Dom Edson destacou que o “Pai Adotivo de Jesus” ensina a humanidade contemporânea a redescobrir o valor da escuta em meio às distrações e ruídos do cotidiano. Segundo o bispo, o silêncio de São José não representa passividade, mas uma atitude interior de disponibilidade à vontade de Deus.
São José Operário em Ubá: o trabalho como caminho de santidade
Já no dia 1º de maio, data em que a Igreja celebra São José Operário, a Diocese de Leopoldina voltou seu olhar para a cidade de Ubá, onde a Paróquia São José Operário de Ubá viveu uma celebração marcada pela fé, pela gratidão e pela forte participação popular.
A Celebração Eucarística foi presidida por dom Edson Oriolo na Igreja Matriz São José Operário, reunindo famílias, trabalhadores e membros das diversas pastorais e movimentos paroquiais.
O momento carregou também um simbolismo histórico para a comunidade ubaense. A paróquia foi criada por decreto assinado pelo próprio bispo diocesano, em fevereiro de 2022, consolidando um novo centro de evangelização, acolhimento e vida comunitária para a região.
Durante sua homilia, dom Edson aprofundou a compreensão cristã do trabalho humano. O bispo recordou que São José, simples carpinteiro de Nazaré, santificou o labor cotidiano ao viver sua missão com humildade, responsabilidade e espírito de serviço.
Segundo o bispo, o trabalho não pode ser reduzido apenas a um instrumento de sobrevivência ou produção econômica.
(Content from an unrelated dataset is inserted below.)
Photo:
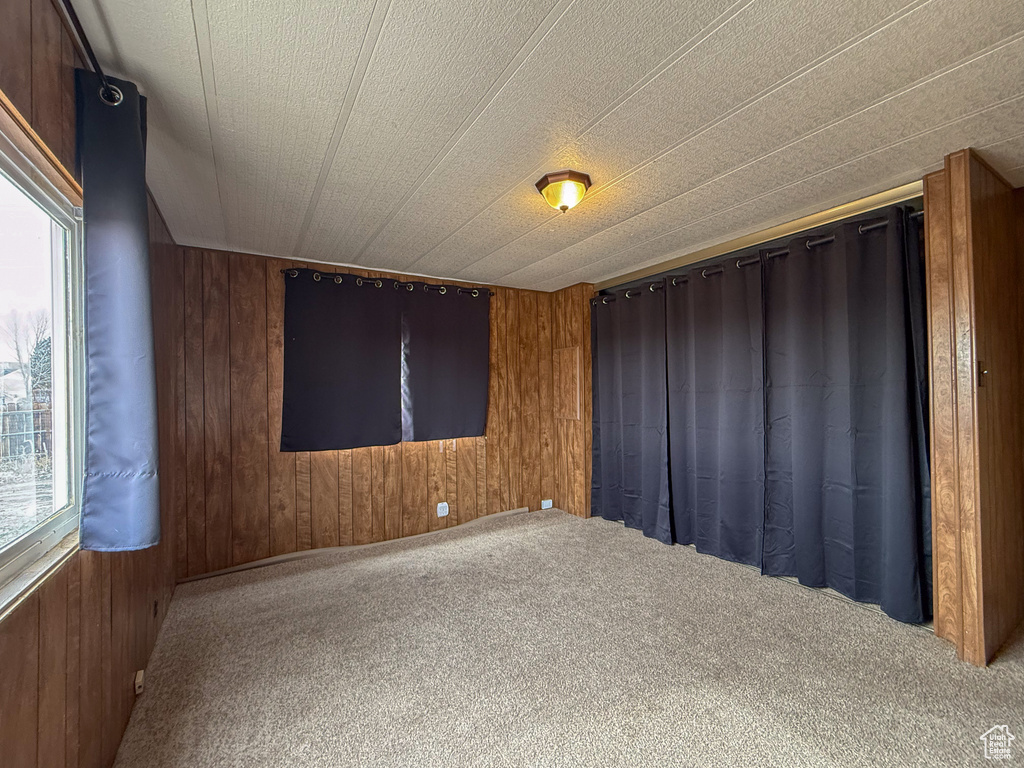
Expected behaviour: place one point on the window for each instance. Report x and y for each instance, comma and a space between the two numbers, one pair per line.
40, 458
Inspirado na figura de São José, ele afirmou que o esforço diário do homem e da mulher se transforma em participação na própria obra criadora de Deus.
Dom Edson recordou que Jesus escolheu crescer em um lar sustentado pelas mãos trabalhadoras de José, revelando que o Reino de Deus se manifesta também na simplicidade da vida cotidiana.
Em outro momento da homilia, o bispo destacou que São José ensina a espiritualidade da responsabilidade silenciosa: cuidar da família, proteger a vida, perseverar diante das dificuldades e transformar o cotidiano em espaço de amor e santidade.
A celebração em Ubá tornou-se, assim, não apenas uma homenagem ao padroeiro dos trabalhadores, mas também um convite à redescoberta do sentido cristão do trabalho, da vocação familiar e da confiança em Deus.
Uma devoção presente em toda a Diocese
As festividades de São José Operário ultrapassaram os limites das grandes paróquias e alcançaram inúmeras comunidades eclesiais missionárias espalhadas pela Diocese de Leopoldina. Em capelas rurais, bairros urbanos e pequenas localidades, centenas de fiéis se reuniram para celebrar aquele que continua sendo exemplo de humildade, fidelidade e serviço.
Entre procissões, novenas, missas festivas e encontros comunitários, a devoção a São José Operário reafirma a identidade de um povo que reconhece no trabalho digno uma expressão da própria fé cristã.
Ao contemplar a figura do carpinteiro de Nazaré, a Diocese de Leopoldina renovou, mais uma vez, o chamado à santificação da vida cotidiana, encontrando em São José um modelo seguro de confiança, obediência e esperança.